Il Disturbo esplosivo intermittente è un disturbo associato a frequenti esplosioni di rabbia impulsiva o aggressività, come scatti d’ira, discussioni verbali e litigi. I comportamenti osservati provocano aggressioni fisiche nei confronti di altri o animali, distruzione di proprietà o aggressioni verbali. Gli scoppi aggressivi:

  • Sono sproporzionati rispetto all’evento o all’incidente che li ha innescati.
  • Sono impulsivi.
  • Causa molto angoscia per la persona.
  • Causa problemi al lavoro o a casa.

È importante notare che questi comportamenti aggressivi non sono pianificati, sono impulsivi e basati sulla rabbia. Si verificano rapidamente dopo essere stati provocati e in genere non durano più di 30 minuti. Questi sfoghi devono essere associati a disagio soggettivo o disfunzioni sociali o occupazionali. Gli individui affetti tendono ad avere una scarsa soddisfazione per la vita e una qualità della vita inferiore.

Per soddisfare i criteri diagnostici, gli individui affetti devono avere almeno 6 anni o l’equivalente dello sviluppo. Tuttavia, questo disturbo viene solitamente osservato per la prima volta nella tarda infanzia o nell’adolescenza. La prevalenza a un anno è del 2,7% e la prevalenza una tantum è del 7%.

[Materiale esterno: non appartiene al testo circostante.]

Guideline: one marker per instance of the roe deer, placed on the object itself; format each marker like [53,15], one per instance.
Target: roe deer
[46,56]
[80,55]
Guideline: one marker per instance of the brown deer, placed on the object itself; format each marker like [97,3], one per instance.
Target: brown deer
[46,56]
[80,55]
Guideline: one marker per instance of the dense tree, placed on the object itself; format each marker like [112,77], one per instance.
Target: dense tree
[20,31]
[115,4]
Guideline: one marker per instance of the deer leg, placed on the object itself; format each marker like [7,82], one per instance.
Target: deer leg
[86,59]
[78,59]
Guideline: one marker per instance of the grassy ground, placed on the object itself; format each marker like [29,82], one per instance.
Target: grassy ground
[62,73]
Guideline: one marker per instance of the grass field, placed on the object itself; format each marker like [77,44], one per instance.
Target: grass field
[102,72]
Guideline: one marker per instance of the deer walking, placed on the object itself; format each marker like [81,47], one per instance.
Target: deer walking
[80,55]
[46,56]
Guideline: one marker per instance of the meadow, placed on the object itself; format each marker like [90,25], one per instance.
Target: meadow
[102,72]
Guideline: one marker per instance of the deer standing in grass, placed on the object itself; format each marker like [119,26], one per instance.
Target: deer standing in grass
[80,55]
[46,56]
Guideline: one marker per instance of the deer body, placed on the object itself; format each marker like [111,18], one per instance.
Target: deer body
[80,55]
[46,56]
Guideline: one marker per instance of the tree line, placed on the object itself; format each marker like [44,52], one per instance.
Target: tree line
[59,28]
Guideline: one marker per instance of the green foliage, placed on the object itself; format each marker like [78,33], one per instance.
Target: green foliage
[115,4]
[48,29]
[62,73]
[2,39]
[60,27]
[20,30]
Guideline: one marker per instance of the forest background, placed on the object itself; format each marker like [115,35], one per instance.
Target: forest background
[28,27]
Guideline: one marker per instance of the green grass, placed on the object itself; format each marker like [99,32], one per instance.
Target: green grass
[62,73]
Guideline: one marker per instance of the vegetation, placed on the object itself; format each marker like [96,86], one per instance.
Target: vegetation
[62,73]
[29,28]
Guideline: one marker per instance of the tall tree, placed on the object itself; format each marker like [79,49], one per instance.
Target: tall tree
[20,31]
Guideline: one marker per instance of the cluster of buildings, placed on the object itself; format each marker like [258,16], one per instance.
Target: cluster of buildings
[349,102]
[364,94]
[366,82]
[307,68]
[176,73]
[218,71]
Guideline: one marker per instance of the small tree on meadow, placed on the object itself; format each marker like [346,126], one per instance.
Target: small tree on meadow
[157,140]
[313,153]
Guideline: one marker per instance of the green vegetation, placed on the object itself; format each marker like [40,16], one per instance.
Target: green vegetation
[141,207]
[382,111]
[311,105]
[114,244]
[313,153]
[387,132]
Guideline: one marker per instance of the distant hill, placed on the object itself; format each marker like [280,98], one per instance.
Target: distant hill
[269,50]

Molti fattori di rischio sono stati identificati con lo sviluppo del disturbo esplosivo intermittente, come: essere maschio, giovane, disoccupato, single, avere livelli di istruzione più bassi ed essere vittima di violenza fisica o sessuale. Il disturbo esplosivo intermittente è associato ad ansia e disturbi bipolari. Gli individui con questo disturbo hanno maggiori rischi di sviluppare disturbi da uso di sostanze rispetto a quelli che ne sono privi.